By CAROL GORGA WILLIAMS
The Asbury Park City Council seems poised to join a project sponsored by Interfaith Neighbors and Springwood Avenue Rising to create an African American Heritage Trail.
The trail would document and celebrate the Springwood Avenue corridor prior to 1970 when violence broke out essentially destroying the center of Black life here.
“Fantastic,” said Mayor John B. Moor after hearing a proposal by Diane Shelton of Interfaith and Pamela Major of Springwood Avenue Rising. This idea was born out of a desire to commemorate the 50th anniversary of events in the city between July 4 and July 10, 1970 in which temperatures were elevated and black young people began advocating for job opportunities, recreation and other measures to equalize circumstances in which the city had a population of 17,000, 30 percent of which were African American. The young people also wanted representation on the school board. Their requests had long been ignored by people in power. When the week was over, 180 people were injured and 5.6 million in damages and cleanup costs had been accumulated. Many residents of the West Side were displaced from their homes and that section of the city had waited for generations for the inequities to be addressed.
Because Covid hit in 2020, the project was downgraded but sponsors believed it was too important to abandon.
African American Trails exist in New York, Philadelphia and Westfield. City Councilwoman Eileen Chapman noted she has visited Tulsa, OK where one of the worst race disasters has been recorded. The Tulsa race massacre, also known as the Tulsa race riot or the Black Wall Street massacre was a two-day-long massacre between May 31 and June 1, 1921 that saw mobs of white residents, some of whom had been appointed as deputies and armed by city government officials, attacking Black residents and destroying homes and businesses of the Greenwood District. The attackers burned and destroyed more than 35 square blocks of the neighborhood—at the time one of the wealthiest Black communities in the country, colloquially known as “Black Wall Street.
More than 800 people were admitted to hospitals, and as many as 6,000 Black residents were interned in large facilities, many of them for several days. Although statistics disagree, the Bureau of Vital Statistics officially recorded 36 dead while the 2001 Tulsa Reparations Coalition examination of events identified 39 dead, 26 Black and 13 white, based on contemporary autopsy reports, death certificates and other records. The commission gave several estimates ranging from 75 to 300 dead.

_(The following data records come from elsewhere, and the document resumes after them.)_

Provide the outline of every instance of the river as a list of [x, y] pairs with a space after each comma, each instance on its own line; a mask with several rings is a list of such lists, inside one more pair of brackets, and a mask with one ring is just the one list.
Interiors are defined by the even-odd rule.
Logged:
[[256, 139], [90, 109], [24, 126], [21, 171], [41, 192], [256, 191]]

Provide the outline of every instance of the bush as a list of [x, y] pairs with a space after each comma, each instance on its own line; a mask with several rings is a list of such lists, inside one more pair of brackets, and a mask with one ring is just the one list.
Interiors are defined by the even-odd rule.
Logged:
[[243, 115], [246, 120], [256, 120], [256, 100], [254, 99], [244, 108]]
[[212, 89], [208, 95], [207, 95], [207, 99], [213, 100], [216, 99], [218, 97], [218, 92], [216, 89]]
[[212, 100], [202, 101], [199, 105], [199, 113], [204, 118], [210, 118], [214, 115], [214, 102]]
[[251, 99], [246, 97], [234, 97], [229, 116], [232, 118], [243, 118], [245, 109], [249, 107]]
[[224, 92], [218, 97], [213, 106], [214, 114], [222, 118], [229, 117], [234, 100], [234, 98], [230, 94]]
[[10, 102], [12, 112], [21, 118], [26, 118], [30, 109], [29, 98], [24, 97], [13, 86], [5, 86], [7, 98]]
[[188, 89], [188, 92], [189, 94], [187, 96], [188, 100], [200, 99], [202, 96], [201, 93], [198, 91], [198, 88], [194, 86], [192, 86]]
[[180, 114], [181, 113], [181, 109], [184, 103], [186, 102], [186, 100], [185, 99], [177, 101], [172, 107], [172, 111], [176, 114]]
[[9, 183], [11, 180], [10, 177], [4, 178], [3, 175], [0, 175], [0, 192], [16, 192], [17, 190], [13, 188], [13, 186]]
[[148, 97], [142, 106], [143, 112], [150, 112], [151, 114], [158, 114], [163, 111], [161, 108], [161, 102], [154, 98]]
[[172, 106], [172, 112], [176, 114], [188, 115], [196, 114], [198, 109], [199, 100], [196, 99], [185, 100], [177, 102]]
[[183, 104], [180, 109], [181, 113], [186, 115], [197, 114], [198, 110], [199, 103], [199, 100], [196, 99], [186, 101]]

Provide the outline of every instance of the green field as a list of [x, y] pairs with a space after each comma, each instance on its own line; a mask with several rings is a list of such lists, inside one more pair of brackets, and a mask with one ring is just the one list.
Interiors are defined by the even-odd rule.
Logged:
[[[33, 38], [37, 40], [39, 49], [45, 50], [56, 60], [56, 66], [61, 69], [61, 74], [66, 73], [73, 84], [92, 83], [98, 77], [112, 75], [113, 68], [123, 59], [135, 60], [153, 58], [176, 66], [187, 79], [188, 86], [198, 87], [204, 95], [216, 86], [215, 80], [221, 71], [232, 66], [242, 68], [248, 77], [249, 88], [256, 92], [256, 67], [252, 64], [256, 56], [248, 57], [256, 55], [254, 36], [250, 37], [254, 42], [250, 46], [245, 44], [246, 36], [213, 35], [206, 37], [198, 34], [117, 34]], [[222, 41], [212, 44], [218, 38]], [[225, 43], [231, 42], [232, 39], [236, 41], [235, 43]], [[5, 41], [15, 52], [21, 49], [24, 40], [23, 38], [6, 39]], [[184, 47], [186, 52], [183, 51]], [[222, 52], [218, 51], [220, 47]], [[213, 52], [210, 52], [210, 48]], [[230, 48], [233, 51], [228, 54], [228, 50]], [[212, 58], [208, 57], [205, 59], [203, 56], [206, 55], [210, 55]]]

“There is so much that can be done with this,” Chapman said. “I am so excited.”
This project “would allow our children of Asbury Park to know an Asbury Park that used to be and is coming back in a new way…and that they too will not be forgotten,” Moor said. said
It would also provide role models.
Shelton, who also serves on the board of Springwood Avenue Rising, said creating this trail – to be delineated by signs or plaques accompanied with QR codes with details of each site’s history and contributions, would go from Memorial Drive to Ridge Avenue, documenting the history of the area’s jazz and blues clubs and could one day be extended to document the music heritage of the entire city.
It has the support of Monmouth University’s history and communications departments and the African American Music Project.
“There is almost no sign of what Springwood Avenue was like before 1970,” Shelton said. It has the effect of making people feel invisibility, she said.